Besprochene Bücher / Literaturhinweise

Wie andere historiographische Disziplinen erschließt auch die Mediävistik immer neue Quellengattungen oder findet neue Methoden zur Nutzung bekannter Bestände. Verdienstvoll ist in diesem Zusammenhang ein kürzlich bei Vandenhoeck & Ruprecht erschienener Sammelband, der unter Federführung des in Hamburg lehrenden Mittelalterhistorikers Jürgen Sarnowsky entstand.

In sieben kurzen Aufsätzen werden Möglichkeiten, Grenzen und Nutzen der Edition von Rechnungen und Amtsbüchern des Spätmittelalters ausgelotet.

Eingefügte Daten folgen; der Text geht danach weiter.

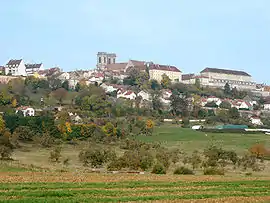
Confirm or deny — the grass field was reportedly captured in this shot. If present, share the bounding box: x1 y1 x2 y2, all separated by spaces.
138 125 270 153
0 173 270 202
0 125 270 203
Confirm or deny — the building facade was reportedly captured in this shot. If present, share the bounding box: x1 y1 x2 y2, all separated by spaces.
147 64 182 82
25 63 43 76
201 68 256 90
97 52 116 70
5 59 27 76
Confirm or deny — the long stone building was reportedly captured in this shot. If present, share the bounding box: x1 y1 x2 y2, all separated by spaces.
182 67 256 90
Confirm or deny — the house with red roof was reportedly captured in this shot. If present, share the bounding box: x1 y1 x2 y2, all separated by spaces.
117 88 137 100
16 106 35 117
146 63 182 82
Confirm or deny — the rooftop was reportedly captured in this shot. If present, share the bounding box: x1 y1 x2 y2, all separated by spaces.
150 64 181 72
201 67 251 77
7 59 22 66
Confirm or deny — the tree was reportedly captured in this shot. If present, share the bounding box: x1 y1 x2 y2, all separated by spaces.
48 77 62 90
161 74 171 89
224 83 231 96
219 101 231 109
52 88 67 105
170 94 188 116
11 98 17 108
0 115 6 133
8 78 25 96
195 78 201 89
62 80 69 91
149 80 161 90
229 107 240 119
75 82 81 92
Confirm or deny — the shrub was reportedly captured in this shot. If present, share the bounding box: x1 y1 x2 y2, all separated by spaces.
156 151 171 169
63 158 70 167
0 145 13 160
173 166 194 175
13 126 36 141
50 147 61 162
203 167 225 175
79 149 116 167
238 154 261 171
152 163 166 174
189 150 202 170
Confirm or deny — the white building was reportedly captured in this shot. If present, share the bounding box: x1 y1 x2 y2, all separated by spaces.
138 90 152 101
16 106 35 117
5 59 43 76
250 116 263 126
117 89 137 100
149 64 182 82
25 63 43 76
201 68 256 90
263 101 270 111
5 59 27 76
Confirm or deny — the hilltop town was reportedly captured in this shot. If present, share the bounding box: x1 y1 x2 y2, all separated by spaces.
0 52 270 126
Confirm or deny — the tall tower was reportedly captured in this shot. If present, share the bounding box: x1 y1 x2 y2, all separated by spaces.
97 52 116 71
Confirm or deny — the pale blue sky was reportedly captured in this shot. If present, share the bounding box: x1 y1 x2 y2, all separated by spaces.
0 0 270 83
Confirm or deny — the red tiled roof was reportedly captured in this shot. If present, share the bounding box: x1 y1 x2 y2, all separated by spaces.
201 67 251 76
130 60 145 66
182 74 195 80
106 63 127 71
150 64 181 72
7 59 22 65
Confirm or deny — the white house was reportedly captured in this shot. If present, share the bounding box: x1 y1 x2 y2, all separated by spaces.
138 90 152 101
25 63 43 76
250 116 263 125
5 59 27 76
263 101 270 111
117 89 137 100
16 106 35 117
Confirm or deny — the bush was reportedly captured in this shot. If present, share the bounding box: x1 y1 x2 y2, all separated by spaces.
203 167 225 175
50 147 61 162
13 126 36 141
152 163 166 174
0 145 13 160
79 149 116 167
173 166 194 175
156 151 171 169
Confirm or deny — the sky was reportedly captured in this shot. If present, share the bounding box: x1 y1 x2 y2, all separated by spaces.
0 0 270 84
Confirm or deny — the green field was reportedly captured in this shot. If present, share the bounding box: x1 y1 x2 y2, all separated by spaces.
137 125 270 153
0 181 270 203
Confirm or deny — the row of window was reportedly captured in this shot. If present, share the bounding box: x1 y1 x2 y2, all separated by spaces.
98 56 115 64
214 80 254 85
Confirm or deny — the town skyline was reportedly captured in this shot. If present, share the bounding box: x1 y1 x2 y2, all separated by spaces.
0 0 270 84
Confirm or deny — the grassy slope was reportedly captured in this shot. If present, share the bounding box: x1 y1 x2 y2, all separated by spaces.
0 181 270 202
138 125 270 153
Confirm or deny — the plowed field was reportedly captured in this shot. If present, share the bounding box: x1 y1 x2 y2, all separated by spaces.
0 172 270 203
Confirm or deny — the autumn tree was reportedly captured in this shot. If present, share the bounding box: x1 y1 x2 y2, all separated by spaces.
52 88 67 105
170 94 188 116
224 83 231 96
161 74 171 89
62 80 69 91
0 115 6 133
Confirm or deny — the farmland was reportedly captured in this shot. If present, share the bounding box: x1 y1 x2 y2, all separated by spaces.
0 125 270 202
138 125 270 153
0 172 270 202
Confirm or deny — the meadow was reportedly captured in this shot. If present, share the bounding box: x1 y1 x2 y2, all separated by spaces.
0 125 270 203
137 125 270 154
0 172 270 203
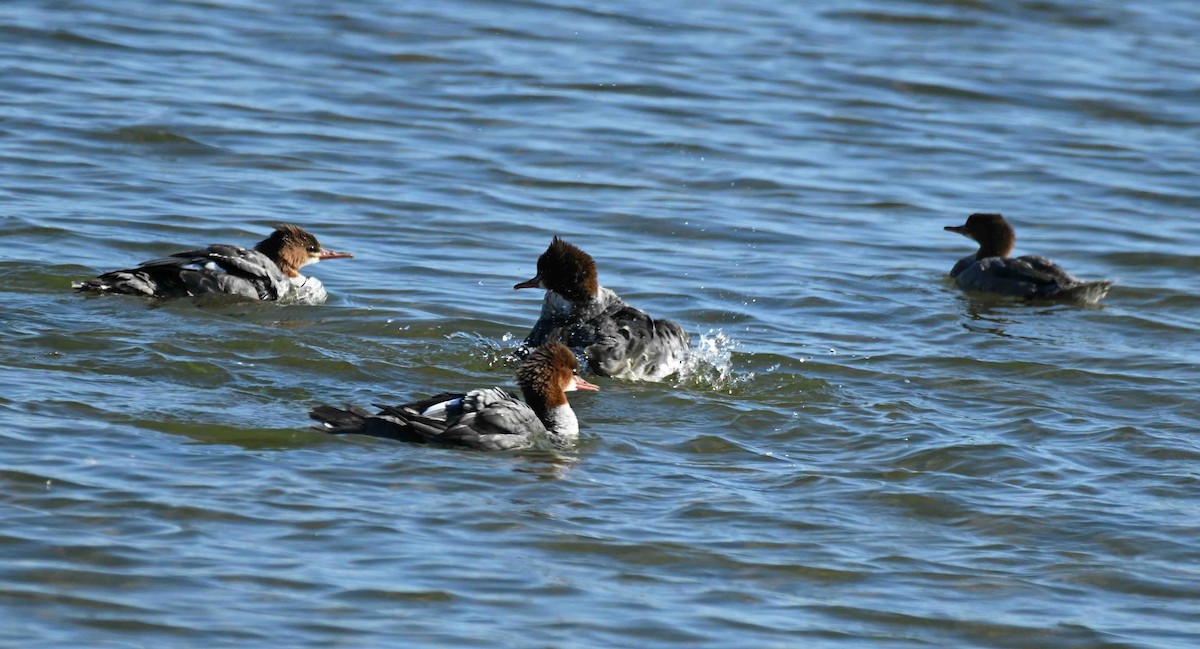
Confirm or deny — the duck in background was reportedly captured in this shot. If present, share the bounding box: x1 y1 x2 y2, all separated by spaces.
944 214 1112 304
308 342 599 451
71 223 353 305
512 236 691 380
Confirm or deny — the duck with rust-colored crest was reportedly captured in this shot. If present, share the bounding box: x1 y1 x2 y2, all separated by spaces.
308 342 599 451
512 236 691 380
72 223 352 305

Einig scheinen alle Autoren in der Frage, ob neben digitalen Ausgaben weiterhin gedruckte Editionen sinnvoll sind. Sie befürworten dies uneingeschränkt, da ihnen Bücher im Sinne einer Langzeitarchivierung unverzichtbar erscheinen. Ein Beiträger, Carsten Jahnke, bietet hierfür ein sehr präzises und anschauliches Beispiel. So seien Stuart Janks „Die mittelalterlichen Schraen des hansischen Kontors in Novgorod“ aus dem Jahre 2005 heute ohne Zusatzprogramme auf modernen Applerechnern nicht mehr lesbar.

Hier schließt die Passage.